NRM Levy

Visit here for more information about the 2017/18 out-of-council levy collection currently underway. 

What is the NRM Levy?

The Natural Resources Management (NRM) Act 2004 provides for a regional (land-based) NRM levy and a NRM water levy to provide additional funding for the SA Arid Lands (SAAL) NRM Board to take care of our natural resources for future generations and to deliver on its commitments under the Regional NRM Plan.

Who pays the NRM levy?

All landowners (including lessees) in the SAAL region pay the regional NRM levy. The NRM water levy is payable on water allocated to the mining, energy, gas and petroleum sector (collectively called industrial licences), for town water suppliers, irrigators and for commercial operations, such as tourist park operators in the Far North Wells Prescribed Area. The NRM water levy is not payable on water licences held for stock and domestic use.

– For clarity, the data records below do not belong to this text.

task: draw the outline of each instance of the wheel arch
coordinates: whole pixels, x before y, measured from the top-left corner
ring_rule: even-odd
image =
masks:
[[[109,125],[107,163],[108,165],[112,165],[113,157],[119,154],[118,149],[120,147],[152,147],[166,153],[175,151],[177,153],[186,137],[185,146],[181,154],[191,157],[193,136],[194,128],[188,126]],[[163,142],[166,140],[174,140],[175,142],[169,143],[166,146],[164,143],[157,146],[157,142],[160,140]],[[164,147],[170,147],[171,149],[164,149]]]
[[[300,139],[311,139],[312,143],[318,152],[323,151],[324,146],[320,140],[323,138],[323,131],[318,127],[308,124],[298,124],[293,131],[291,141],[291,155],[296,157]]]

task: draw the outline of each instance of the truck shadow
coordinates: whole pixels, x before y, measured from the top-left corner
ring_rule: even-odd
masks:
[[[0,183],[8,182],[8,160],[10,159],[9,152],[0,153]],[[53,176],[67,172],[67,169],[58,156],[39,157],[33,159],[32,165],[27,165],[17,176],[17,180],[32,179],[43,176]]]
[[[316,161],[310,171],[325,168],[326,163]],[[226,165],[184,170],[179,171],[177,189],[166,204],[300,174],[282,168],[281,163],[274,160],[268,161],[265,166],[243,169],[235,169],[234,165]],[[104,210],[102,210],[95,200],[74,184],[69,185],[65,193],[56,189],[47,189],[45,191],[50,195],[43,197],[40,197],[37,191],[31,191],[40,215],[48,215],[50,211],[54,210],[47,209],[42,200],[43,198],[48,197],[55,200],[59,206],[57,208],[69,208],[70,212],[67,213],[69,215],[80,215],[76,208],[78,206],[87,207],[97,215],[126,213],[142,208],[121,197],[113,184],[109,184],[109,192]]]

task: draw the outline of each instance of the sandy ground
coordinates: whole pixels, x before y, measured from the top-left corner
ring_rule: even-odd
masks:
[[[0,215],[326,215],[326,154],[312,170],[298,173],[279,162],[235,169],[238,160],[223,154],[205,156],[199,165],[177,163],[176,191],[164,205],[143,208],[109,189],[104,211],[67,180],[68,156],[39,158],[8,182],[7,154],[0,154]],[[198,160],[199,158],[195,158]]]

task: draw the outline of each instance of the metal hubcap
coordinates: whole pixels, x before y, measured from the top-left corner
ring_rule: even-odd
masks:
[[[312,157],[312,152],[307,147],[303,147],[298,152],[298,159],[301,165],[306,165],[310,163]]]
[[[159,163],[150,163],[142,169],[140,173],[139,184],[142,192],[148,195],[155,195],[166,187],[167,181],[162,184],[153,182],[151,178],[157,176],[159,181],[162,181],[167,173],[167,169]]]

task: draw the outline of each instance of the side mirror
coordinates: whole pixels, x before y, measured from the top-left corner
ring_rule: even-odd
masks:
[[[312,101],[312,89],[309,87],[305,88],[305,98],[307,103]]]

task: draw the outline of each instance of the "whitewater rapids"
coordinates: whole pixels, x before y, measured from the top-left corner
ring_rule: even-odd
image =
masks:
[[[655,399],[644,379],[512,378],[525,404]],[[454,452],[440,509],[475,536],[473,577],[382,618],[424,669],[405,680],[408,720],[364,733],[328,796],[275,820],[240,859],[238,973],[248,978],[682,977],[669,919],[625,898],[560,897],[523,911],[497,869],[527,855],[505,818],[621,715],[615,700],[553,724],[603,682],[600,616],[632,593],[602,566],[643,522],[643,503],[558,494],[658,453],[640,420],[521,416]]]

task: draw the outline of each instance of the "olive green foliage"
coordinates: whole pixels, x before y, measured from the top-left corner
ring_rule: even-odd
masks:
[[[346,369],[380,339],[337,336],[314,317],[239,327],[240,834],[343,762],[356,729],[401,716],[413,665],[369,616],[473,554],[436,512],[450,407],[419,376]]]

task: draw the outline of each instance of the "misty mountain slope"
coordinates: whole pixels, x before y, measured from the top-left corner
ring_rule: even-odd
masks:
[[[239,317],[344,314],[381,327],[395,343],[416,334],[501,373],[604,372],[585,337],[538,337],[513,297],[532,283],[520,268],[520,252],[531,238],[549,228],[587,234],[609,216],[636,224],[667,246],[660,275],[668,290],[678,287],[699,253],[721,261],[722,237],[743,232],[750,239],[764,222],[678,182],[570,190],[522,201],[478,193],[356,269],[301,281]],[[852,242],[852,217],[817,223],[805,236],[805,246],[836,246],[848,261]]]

Who collects the NRM levy?

Local councils collect the regional (land-based) NRM levy annually from their ratepayers and forward the collected funds to the Board. The levy is shown separately on council rates notices. The Department of Environment, Water and Natural Resources (DEWNR) collects the regional (land-based) NRM levy from outside council areas. DEWNR also collects the NRM water levy from water licence holders.

How are NRM levy rates determined?

The Board identifies the key NRM priorities within the region in partnership with its stakeholders, and through its Business Plan review, it recommends the amount of funding to be raised through the NRM levy. The Minister for Sustainability, Environment and Conservation reviews the recommendations made by the Board, including the community consultation process, before adopting the Business Plan.  

In out-of-council areas the land-based levy is based on area of rateable land with levy amounts set for:

<10 ha

>10ha - <100 ha

 >100ha - <100,000 ha

 >100,000 ha 

For residents in council areas it is a fixed charge per rateable property and set to align with residents of outside council areas who own less than 10 hectares.

These arrangements mean those with more land pay more than those with less land – so a pastoral lessee pays more than an township property owner. 

How will your NRM levy be spent?

The regional (land-based) NRM levy and NRM water levy contribute to the Board’s delivery of its Regional NRM Plan and programs supporting our community, townships and diverse
industries. Activities include pest plant and animal monitoring and research and control; wild dog management; property planning; support for enterprise diversification; community participation in deciding and delivering programs, training and support through field days, events and workshops; climate change adaptation planning, Aboriginal skills and capacity development and involvement of Traditional owners and traditional ecological knowledge in NRM; water allocation planning; catchment and springs monitoring and management; and water affecting activity permits.